I might have mentioned not wanting to go to California. This may have been the cause of the fight. This may have been why I left their house in a blur of tears and drove away as fast as I could. This may have been why I contemplated driving back to Moscow right then and there. Screw my mom and the stupid weekend.
However, gracious reasoning took over my unruly emotions. I drove around for hours. Took a nap in my car. It was dark by the time I got back to the house. As I walked through the door I could tell my parents were not going to let this go until they knew why I was acting so irrationally.
“You’re not being yourself, Jessica,” my mom said at the kitchen table. She sat one stool away from me. My dad was on the couch. There was only one light on, in the kitchen, which cast a melancholy mood throughout the room. I felt a little safer now. Strange as that is.
“Are you on drugs?” my dad threw out. I shook my head.
“Has something bad happened to you? Are you OK?” I simply shook my head again. My dad took a relaxed seated position in the leather couch, though his face was tense with concern. My mom, on the other hand, was not smiling, not talking, just staring. Trying to figure me out I suppose. My dad went through all the things he could think of. I could only glance over at him, shake my head, and go back to staring at the kitchen counter top. My face was etched with sadness, I could feel it. Every new item my dad checked off his list was another stab, another jolt to my system. He didn’t realize that he actually didn’t want to learn the truth. Why would he want to know about the terrible person his “Big Girl,” as he used to call me, had become? I was quickly losing control. The pit in my stomach had moved to my throat. I could hardly breathe. Finally, the punch line.
“You’re pregnant,” my dad threw his hands up in the air as if this was his last grab in the dark. I buried my face in my hands. I couldn’t talk. I couldn’t look up. I could not stand to see the looks on their faces. The worst of the worst had finally happened to their daughter, the first born, the one who was always making the mistakes.
The only sounds that could be heard for the next few moments were me screeching. My body convulsing.
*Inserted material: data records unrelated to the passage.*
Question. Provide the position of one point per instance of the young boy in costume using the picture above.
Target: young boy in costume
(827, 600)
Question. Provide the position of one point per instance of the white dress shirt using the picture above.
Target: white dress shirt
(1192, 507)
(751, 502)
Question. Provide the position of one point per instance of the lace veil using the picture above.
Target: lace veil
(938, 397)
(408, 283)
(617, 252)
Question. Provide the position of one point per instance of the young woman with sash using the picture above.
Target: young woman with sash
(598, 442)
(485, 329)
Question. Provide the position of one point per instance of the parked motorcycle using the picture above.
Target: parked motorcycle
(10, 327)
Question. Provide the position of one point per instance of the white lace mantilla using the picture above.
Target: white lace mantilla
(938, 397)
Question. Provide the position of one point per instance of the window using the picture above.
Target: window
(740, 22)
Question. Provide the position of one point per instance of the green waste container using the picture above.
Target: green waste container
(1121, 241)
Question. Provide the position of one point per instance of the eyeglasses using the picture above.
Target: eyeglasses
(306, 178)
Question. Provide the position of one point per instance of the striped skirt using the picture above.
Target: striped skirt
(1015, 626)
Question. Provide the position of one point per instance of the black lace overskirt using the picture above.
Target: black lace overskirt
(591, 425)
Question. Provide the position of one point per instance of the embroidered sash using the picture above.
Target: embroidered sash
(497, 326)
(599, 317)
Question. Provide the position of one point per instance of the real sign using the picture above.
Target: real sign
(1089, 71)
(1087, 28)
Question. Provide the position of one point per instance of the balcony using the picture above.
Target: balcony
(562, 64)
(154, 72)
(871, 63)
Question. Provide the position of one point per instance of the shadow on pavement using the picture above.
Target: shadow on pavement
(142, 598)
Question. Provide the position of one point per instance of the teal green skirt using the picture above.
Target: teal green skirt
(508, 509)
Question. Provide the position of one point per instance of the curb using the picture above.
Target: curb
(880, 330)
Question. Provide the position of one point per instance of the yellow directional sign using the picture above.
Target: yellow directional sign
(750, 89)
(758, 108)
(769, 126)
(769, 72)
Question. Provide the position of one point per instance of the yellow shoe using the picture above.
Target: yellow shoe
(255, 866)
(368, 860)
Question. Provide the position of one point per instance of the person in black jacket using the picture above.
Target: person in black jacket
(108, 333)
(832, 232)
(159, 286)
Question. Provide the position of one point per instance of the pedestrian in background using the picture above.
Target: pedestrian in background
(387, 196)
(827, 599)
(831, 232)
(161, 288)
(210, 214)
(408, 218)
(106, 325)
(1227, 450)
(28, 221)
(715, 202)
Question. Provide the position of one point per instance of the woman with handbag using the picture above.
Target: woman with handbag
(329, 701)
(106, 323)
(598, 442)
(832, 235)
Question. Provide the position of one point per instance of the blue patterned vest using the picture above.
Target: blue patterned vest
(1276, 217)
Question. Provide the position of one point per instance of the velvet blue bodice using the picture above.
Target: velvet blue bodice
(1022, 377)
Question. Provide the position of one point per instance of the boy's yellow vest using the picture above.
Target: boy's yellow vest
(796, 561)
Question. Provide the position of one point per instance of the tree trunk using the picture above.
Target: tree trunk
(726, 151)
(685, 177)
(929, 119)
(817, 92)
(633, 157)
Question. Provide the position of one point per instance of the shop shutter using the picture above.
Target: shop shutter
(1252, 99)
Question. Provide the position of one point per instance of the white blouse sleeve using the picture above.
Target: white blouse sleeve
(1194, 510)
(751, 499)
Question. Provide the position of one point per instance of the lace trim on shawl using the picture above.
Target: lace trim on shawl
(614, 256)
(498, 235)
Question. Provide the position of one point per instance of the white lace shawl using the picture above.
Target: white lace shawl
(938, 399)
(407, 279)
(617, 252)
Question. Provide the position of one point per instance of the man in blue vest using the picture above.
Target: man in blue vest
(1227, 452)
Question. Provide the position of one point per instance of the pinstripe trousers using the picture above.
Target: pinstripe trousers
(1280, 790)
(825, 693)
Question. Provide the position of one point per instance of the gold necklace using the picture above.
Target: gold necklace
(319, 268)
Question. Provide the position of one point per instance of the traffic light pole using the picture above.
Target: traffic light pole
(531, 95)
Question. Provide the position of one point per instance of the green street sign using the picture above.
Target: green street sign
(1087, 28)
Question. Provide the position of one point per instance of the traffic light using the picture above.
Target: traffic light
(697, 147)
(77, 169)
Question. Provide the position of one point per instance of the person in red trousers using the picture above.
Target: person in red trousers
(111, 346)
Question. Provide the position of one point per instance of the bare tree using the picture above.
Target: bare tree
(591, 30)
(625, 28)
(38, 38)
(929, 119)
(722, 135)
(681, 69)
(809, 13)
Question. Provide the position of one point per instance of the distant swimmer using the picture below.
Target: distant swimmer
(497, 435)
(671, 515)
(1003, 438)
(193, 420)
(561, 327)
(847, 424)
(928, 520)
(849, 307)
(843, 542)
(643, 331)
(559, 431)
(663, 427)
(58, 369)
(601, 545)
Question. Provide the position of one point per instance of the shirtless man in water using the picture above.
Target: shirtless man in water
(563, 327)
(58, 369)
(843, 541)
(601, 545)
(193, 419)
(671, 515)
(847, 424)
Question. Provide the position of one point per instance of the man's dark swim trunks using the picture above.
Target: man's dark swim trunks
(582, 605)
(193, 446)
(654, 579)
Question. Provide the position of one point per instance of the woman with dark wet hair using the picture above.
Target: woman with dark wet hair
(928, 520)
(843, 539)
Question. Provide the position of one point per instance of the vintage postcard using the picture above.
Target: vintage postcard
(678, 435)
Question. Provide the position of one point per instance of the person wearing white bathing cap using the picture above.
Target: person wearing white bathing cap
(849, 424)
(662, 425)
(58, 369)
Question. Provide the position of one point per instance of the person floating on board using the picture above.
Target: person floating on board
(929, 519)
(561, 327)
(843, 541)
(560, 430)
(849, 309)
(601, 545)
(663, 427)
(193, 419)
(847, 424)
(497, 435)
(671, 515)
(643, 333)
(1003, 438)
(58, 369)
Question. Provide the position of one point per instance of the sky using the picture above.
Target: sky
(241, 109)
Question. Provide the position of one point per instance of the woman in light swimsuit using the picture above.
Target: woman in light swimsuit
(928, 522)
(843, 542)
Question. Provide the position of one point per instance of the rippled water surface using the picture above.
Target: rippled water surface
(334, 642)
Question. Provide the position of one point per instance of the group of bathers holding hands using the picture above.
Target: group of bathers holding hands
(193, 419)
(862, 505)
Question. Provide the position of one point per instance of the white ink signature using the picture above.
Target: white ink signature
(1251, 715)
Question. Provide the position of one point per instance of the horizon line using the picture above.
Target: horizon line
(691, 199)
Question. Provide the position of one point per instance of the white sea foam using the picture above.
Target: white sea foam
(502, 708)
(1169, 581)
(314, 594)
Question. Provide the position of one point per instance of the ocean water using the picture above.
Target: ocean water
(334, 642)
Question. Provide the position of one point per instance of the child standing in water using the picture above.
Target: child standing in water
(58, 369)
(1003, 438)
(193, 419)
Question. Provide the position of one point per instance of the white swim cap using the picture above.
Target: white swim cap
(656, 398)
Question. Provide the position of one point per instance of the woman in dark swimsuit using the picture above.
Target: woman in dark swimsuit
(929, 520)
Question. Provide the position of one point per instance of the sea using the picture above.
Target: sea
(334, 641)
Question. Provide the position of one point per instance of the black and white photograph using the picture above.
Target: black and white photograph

I couldn’t hold myself still. My mom stood and left the room. My dad walked over and wrapped his arms around my shaking body.
“I love you,” he said softly in my ear. “It’s going to be ok.” I could hear the sadness in his voice. I could feel the warmth of grace suppress my convulsions, my screeching.
I was finally able to look up through blurry tears as my mom came back in the room. There were tears in everyone’s eyes as we walked to the office to discuss these startling developments.
We spent hours in there that night. It was comforting to be surrounded by pictures of airplanes and family. It was the essence of who we were as a unit. A family unit. We discussed all options: abortion, adoption, keeping it.
I learned the most important lesson of my life in that small room. There was nothing I could do to make my parents not love me. What made matters worse is that while I was at my worst stage in life, my dad told me he was proud of me. Proud. Of his little girl, pregnant to a guy who wasn’t even a Christian. It would take years for me to understand how he could say those words to me that night.
In that small room, we talked, we prayed together, I was safe. The loving grace of Jesus Christ surrounded all of us, keeping our unit intact. My mom on my right. My dad on my left. Both there as they had promised to be all those years ago.
They continue to guide me. Push me. Strengthen me. God gave my parents to me and me to them. He knew how often I would turn to my mother’s nurturing spirit for emotional support or a word of advice. As for my dad, God provided him with the steadfast love he needed to push me into being all I can be and more.

And now here she is. A young woman who, at times, still feels like a little girl in need of her parent’s hands to hold her steady. But this young woman is stronger than even she knows.

I was only about five years old. That’s my earliest memory.